Calculate the atomic radius of iridium atom

Question

I was delaying with this question as seen below.

Calculate the radius of iridium atom, given that Ir has an FFC crystal structure, a density of $\pu{22.4 g/cm^3}$ and atomic weight of $\pu{192.2 g/mol}$.

Let me show you how my teacher solved this question.

Givendata:

$$\text {Weight of crystal} = \pu{192.2 g/cm^3}$$ $$\text {Density} = \pu{22.4 g/cm^3}$$ $$\text {Volume of crystal} = V = \frac {192.2}{22.4}$$ $$V = \pu{8.58 cm^3/mol}$$

In FFC, there are 4 atoms in one unit cell.

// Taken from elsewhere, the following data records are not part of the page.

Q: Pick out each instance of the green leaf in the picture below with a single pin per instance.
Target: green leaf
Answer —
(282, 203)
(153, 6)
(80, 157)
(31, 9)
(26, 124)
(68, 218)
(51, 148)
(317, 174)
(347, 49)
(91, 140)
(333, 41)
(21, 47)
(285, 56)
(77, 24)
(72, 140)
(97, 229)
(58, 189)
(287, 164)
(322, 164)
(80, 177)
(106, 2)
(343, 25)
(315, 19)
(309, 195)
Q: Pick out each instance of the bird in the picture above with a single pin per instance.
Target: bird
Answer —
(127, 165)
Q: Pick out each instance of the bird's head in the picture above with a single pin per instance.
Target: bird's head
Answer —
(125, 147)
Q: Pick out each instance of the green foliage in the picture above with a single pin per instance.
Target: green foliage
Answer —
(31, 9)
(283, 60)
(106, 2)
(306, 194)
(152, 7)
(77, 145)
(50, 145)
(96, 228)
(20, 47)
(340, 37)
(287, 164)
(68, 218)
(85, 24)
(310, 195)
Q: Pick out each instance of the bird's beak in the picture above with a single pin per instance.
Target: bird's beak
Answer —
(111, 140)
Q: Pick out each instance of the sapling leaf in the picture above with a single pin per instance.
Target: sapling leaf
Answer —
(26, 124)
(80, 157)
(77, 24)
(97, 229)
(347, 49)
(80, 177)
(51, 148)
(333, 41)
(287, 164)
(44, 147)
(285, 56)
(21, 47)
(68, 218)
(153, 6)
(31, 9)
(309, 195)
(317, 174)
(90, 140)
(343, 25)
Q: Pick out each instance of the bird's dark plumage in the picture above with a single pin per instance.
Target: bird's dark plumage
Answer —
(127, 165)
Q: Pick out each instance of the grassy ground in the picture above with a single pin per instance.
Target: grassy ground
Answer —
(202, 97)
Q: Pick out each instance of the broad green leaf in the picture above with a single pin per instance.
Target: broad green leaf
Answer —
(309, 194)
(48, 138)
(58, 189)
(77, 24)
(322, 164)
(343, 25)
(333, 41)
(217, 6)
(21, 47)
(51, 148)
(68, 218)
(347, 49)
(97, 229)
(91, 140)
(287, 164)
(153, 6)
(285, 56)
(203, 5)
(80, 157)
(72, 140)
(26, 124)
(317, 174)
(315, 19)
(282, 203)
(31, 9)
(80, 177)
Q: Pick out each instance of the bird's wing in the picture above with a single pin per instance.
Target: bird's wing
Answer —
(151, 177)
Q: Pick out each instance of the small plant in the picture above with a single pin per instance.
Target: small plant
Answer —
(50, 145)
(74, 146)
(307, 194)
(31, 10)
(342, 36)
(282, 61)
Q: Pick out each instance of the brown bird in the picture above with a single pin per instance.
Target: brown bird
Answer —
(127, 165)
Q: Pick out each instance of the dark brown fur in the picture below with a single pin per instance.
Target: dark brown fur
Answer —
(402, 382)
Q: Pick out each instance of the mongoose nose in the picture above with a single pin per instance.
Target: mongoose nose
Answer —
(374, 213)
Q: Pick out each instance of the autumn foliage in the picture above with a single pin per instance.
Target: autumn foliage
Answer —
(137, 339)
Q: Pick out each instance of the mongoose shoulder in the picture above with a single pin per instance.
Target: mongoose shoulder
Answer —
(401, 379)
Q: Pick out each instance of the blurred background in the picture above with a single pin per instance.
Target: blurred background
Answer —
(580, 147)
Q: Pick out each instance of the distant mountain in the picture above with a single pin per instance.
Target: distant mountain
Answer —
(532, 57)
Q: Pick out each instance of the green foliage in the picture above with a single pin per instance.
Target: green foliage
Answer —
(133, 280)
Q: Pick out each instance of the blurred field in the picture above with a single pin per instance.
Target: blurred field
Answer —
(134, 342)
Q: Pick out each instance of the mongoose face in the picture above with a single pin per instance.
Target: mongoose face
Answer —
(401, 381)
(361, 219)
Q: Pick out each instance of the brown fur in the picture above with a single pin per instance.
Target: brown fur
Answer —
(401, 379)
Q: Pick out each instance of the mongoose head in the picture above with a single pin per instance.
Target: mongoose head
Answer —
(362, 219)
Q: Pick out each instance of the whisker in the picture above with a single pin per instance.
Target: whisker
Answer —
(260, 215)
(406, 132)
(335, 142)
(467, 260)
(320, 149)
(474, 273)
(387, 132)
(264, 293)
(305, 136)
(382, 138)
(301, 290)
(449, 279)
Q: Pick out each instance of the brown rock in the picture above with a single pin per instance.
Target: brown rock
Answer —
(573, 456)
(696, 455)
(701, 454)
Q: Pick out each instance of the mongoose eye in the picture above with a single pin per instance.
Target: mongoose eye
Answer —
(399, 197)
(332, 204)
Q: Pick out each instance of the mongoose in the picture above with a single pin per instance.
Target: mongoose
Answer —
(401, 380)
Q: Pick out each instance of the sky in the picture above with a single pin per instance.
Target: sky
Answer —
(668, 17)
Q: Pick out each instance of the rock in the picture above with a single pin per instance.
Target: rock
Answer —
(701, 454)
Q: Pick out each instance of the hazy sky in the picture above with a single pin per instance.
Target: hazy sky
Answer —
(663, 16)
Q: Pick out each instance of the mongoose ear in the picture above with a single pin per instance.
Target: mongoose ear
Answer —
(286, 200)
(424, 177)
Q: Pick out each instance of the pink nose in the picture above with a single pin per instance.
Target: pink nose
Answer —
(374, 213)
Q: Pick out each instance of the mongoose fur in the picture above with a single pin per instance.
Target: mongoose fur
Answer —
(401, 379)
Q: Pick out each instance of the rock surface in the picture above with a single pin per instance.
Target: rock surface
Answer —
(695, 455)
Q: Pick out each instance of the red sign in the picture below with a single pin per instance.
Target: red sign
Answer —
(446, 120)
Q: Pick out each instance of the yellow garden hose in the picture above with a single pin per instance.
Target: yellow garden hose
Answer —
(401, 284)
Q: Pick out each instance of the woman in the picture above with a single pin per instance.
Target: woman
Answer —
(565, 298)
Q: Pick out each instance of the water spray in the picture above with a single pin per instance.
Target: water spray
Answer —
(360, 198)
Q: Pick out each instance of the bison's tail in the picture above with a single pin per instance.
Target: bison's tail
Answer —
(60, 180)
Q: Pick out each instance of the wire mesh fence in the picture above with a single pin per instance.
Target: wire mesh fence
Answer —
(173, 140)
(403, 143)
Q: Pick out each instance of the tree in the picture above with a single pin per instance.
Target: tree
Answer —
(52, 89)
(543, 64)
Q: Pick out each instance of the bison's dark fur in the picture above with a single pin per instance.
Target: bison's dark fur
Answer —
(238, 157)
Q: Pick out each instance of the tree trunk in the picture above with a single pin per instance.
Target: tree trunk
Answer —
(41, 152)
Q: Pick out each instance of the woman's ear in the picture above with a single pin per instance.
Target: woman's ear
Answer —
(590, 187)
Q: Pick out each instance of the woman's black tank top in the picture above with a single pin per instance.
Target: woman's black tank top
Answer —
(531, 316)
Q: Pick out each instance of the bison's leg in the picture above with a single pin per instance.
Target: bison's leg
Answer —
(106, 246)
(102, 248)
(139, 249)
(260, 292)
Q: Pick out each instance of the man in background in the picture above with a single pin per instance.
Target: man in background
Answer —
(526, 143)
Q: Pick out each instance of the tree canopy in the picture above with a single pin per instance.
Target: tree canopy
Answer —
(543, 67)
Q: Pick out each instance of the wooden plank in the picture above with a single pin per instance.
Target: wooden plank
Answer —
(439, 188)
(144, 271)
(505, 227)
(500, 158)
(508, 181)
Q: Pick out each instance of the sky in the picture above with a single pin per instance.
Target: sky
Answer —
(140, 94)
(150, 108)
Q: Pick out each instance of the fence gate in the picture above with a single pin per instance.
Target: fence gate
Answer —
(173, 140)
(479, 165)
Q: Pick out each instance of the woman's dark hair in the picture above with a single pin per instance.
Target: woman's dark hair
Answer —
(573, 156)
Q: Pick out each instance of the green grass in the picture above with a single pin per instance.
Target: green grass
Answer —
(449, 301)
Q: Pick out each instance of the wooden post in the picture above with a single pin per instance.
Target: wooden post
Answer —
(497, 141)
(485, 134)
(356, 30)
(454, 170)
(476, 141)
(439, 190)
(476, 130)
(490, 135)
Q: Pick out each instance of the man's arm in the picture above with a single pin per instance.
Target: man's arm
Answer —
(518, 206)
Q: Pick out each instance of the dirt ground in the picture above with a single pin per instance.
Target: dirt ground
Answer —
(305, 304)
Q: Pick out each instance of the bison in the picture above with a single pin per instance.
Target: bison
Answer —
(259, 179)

$$\text {Volume of one cell} = 8.58 \times \frac {4}{6.023 \times 10^{23}}$$ $$ = 5.7 \times 10^{-23}$$ $$V = a^3$$

$$\therefore a = 2.83r$$ and $$V = (2.83r)^3$$ $$5.7 \times 10^{-23} = 2.83r^3$$ $$r = 1.34 \times 10^{-8}$$

Where did that $a = 2.83r$ come from? That's what I didn't get.

Answer 1

Iridium has a face-center cubic (FCC) structure.

You assume that each iridium sphere has a radius $r$. But the edge of a unit cell has the dimension $a$. The volume of the unit cell, which is a cube, is $a^3$. The relationship between $a%$ and $r$ is that $a = 2.83r$.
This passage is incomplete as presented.